Remade film rewards those hoping to see the true vision of DC’s mighty heroes.
Popcorn With Zenger: Zack Snyder’s ‘Justice League’ Is Worth The Wait
The road to Zack Snyder’s “Justice League” is unlike any other in cinematic history.
In 2017, Snyder was the original director for the Warner Bros. superhero team-up film “Justice League,” but he stepped down during post-production following the death of his daughter, Autumn Snyder. With an unfinished film nearing the studio’s release date, director Joss Whedon was brought in.
The film underwent two months of re-shoots that significantly altered Snyder’s original vision. The resulting film was released to largely negative reviews and Warner Bros. took a loss of nearly $60 million on the project
Many fans blamed Whedon for the failures of the movie. As the years passed, an online fandom became more vocal in calling on Warner Bros. to release Snyder’s original vision of “Justice League.” YouTubers such as Tyrone Magnus, Geeks and Gamers, and Film Gob led an online charge for the release of what became known as “The Snyder Cut.”
Despite what felt like a feeble effort to get a major studio to recut and release a past film, actors including Jason Momoa and Ray Fisher lent their support. Then, in February 2020, Warner Bros. announced they would release Snyder’s “Justice League” in a move that was viewed as a major victory for fans of the DC Extended Universe.
Snyder was able to get Ben Affleck, Henry Cavill, Ray Fisher, and others to return for additional shoots. The project wrapped in late 2020, and the Snyder Cut was released exclusively on the Warner Bros. streaming service HBO Max.
After years of online campaigning and additional re-shoots, the nearly 4-hour “Justice League” is ready for public view, but was it worth the wait?

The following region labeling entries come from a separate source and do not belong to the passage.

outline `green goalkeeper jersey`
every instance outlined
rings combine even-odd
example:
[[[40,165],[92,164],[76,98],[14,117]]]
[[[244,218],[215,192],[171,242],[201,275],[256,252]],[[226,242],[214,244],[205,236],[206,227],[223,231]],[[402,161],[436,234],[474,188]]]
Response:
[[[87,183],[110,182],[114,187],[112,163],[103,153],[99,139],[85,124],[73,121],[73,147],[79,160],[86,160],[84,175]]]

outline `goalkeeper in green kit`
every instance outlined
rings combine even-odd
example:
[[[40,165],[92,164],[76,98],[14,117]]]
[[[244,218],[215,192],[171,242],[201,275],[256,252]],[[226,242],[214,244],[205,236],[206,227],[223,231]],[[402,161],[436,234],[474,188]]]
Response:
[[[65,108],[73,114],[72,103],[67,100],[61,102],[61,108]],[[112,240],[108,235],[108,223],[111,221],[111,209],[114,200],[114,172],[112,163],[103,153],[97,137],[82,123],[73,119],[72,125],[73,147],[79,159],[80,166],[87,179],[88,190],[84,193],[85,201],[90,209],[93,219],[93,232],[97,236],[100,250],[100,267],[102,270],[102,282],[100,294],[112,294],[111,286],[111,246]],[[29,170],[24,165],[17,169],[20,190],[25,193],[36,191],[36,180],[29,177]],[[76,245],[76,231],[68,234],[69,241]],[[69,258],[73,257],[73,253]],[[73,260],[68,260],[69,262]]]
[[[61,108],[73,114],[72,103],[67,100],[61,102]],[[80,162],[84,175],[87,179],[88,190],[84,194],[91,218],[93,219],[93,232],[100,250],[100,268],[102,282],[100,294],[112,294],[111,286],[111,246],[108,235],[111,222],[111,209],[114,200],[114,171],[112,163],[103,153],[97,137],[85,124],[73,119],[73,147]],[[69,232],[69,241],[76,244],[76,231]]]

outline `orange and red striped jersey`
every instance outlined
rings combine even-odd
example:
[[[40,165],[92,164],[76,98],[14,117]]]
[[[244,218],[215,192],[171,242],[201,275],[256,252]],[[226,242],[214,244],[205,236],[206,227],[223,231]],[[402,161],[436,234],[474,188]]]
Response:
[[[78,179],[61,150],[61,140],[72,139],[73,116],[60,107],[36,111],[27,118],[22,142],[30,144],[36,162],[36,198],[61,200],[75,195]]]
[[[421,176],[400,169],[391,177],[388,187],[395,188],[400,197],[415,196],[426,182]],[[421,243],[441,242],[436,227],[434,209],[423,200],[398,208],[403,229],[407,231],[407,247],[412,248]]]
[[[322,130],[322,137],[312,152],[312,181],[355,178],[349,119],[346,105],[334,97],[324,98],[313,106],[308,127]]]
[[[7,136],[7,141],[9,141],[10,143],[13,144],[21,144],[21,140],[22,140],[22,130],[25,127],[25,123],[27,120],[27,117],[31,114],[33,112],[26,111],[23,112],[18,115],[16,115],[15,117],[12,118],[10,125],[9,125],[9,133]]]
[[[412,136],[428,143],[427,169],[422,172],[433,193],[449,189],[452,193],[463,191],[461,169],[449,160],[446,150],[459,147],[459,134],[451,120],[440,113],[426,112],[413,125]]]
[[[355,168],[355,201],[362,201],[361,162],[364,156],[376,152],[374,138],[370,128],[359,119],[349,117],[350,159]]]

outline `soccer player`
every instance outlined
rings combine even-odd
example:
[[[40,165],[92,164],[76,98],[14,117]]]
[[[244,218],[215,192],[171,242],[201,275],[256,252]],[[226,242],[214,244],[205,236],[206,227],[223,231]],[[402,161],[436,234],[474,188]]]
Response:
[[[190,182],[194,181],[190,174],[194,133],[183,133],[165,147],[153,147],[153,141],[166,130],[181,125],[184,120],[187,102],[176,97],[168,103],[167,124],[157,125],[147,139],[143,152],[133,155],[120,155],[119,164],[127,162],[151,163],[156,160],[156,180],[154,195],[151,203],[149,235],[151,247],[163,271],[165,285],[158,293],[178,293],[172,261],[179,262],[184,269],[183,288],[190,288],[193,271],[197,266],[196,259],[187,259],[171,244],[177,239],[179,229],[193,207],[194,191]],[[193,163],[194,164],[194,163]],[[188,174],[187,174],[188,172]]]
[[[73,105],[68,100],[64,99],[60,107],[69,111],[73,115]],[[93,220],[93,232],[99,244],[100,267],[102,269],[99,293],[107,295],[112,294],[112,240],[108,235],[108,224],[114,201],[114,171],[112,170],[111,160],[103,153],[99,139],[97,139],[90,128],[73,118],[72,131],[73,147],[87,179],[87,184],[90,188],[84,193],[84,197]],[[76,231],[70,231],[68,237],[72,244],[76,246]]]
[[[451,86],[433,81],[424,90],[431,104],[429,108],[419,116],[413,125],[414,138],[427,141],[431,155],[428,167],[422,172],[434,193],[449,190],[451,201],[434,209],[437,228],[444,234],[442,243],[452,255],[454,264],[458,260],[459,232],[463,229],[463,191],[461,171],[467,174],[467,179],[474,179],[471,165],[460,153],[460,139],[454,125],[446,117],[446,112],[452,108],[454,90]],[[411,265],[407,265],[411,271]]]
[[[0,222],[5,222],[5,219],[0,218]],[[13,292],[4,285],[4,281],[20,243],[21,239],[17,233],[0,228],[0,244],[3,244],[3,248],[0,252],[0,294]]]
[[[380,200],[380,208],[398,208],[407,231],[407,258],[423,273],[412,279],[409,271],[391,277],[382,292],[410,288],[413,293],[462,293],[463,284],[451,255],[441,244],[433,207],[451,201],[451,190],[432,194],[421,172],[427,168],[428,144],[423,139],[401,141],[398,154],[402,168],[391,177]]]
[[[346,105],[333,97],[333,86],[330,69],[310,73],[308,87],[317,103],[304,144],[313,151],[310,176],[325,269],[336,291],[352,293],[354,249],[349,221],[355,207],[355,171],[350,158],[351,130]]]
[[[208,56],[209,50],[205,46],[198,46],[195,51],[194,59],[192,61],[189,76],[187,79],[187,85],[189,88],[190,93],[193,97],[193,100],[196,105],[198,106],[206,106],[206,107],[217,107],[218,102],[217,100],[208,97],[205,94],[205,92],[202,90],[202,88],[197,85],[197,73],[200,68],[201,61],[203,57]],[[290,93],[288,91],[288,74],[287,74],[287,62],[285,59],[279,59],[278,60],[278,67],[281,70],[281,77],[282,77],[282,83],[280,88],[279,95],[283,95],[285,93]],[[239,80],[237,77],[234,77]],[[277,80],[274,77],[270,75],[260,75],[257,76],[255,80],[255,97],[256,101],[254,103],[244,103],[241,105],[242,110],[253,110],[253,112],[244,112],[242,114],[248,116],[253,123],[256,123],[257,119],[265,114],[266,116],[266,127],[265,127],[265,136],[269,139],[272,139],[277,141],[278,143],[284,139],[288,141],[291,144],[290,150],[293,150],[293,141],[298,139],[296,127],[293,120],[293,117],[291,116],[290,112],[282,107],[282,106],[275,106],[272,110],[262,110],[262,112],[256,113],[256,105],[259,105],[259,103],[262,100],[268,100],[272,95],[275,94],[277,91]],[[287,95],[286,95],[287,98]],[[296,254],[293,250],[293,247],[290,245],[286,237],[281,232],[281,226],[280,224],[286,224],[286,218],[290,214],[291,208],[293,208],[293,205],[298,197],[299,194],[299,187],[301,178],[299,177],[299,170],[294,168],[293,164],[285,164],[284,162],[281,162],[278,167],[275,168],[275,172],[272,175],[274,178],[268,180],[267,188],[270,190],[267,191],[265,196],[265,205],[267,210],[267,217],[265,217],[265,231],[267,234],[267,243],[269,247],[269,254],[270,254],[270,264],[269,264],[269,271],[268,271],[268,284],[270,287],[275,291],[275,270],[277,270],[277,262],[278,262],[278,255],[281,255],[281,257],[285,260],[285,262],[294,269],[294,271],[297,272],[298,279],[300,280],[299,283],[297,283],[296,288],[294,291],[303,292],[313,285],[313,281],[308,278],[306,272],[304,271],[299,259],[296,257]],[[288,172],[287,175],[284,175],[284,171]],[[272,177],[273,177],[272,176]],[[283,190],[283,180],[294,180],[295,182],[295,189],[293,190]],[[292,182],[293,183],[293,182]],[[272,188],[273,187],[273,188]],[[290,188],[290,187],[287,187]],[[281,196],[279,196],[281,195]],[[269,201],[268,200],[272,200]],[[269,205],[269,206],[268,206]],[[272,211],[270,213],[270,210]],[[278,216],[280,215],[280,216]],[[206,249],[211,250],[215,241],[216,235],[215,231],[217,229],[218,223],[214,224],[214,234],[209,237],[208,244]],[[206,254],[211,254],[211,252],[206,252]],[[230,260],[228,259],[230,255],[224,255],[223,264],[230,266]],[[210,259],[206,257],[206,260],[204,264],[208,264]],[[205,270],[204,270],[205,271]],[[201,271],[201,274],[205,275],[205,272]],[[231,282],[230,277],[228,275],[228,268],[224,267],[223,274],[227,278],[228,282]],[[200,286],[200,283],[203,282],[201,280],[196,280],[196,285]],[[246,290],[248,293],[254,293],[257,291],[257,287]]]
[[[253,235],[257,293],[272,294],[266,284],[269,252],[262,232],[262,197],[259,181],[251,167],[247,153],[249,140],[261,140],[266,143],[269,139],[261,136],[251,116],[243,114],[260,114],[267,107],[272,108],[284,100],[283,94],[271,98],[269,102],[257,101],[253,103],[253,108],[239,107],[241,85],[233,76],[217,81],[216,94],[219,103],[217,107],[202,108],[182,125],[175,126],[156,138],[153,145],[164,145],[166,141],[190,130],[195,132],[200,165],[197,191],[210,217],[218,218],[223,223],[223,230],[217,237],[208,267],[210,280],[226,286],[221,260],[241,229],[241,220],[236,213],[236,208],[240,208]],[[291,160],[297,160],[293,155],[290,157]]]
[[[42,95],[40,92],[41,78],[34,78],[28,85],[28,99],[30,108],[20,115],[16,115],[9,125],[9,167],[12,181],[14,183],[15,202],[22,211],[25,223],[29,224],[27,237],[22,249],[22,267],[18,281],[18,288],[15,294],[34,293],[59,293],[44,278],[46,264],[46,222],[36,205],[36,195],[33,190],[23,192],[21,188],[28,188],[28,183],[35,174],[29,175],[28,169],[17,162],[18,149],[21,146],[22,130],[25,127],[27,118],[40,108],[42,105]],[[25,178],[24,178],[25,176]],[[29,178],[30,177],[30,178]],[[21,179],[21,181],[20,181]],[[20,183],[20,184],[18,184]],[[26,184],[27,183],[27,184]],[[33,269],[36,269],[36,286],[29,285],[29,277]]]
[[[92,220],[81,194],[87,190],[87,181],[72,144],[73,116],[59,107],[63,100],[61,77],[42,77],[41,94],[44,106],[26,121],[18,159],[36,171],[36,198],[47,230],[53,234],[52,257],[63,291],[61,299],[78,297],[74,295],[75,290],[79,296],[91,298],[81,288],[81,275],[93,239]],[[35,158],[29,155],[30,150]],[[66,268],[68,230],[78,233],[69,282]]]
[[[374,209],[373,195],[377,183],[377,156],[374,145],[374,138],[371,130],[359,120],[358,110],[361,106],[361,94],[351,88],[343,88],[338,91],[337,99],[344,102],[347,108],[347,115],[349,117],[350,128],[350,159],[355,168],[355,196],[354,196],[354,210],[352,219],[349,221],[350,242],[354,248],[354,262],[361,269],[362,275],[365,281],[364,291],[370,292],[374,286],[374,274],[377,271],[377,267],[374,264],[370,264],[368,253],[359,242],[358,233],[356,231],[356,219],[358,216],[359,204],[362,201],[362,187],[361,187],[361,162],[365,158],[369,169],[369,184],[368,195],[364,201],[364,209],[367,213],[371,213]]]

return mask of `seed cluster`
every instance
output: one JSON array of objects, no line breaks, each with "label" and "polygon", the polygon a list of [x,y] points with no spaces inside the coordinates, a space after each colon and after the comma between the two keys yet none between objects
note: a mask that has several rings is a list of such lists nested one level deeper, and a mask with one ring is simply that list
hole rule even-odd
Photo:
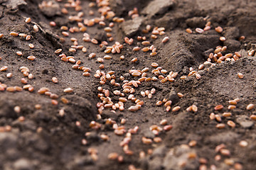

The plot remains the same from the 2017 film. Following the death of Superman, crime has spiked around the world. Even worse, an army of Parademons are attacking, led by Steppenwolf, who has returned to Earth to claim the Mother Boxes and resurrect the being known as Darkseid.
Bruce Wayne must speed up his plan to bring together a team of heroes to protect Earth, including three new heroes: Aquaman, Flash and Cyborg. With time running out, Batman and Wonder Woman lead their new team in the fight to stop Steppenwolf.
For those who have seen the 2017 film, there is no question that Snyder’s vision is a tenfold improvement over the original. Snyder’s version emphasizes character development and backstory that was left on the cutting room floor nearly four years ago. One of the biggest challenges the original film faced was introducing three new superheroes and a villain into the universe within its 120-minute runtime.
Having to cut so much from the film, audiences never connected with characters such as Cyborg (Fisher) and The Flash (Ezra Miller). Snyder’s “Justice League” not only solves all of those problems, it takes the marginal character Cyborg and makes him crucial to the movie. With all the original footage intact, audiences will completely change their view of the characters.
Wonder Woman who recently had a very poor showing in “Wonder Woman 1984,” returns to the form that DC fans fell in love with early in the series. The villain Steppenwolf goes from a cookie-cutter stand-in to menacing as his character design and feats are redone entirely, raising the stakes and making the story worthy of a superhero mashup.
The Snyder Cut is a massive character rehab that feels like an entirely new film, despite only adding 5–6 minutes of new footage. But the film’s improvements also expose the flaws in the original. With a runtime of almost four hours, the Snyder Cut is a chore to sit through.
The length exposes the problem Warner Bros. had editing the movie. Back in 2017, the studio said they wanted the runtime to be under two hours due to complaints that previous Snyder films were too long. The Snyder Cut would have never seen a theatrical release under normal circumstances. Snyder’s biggest problem continues to be not being able to tell his story in a time frame that doesn’t test audience patience.
The Snyder Cut also sets up major angles that we now know will not happen. As of this writing, Ben Affleck is out as Batman, Henry Cavill is unlikely to return, and the status of Ray Fisher and Ezra Miller solo movies are uncertain. If Snyder doesn’t regain control of the DC Extended Universe, the Snyder Cut is a swan song for what could have been.
The Takeaway: This redo is well worth the wait. If you’ve been hoping for over four years to see the true vision of DC’s mighty heroes, the film delivers. For normal audiences, patience will be a virtue for the 242-minute time investment.
See or Skip: The Snyder Cut was a long-fought journey, but the destination makes the battle worth it.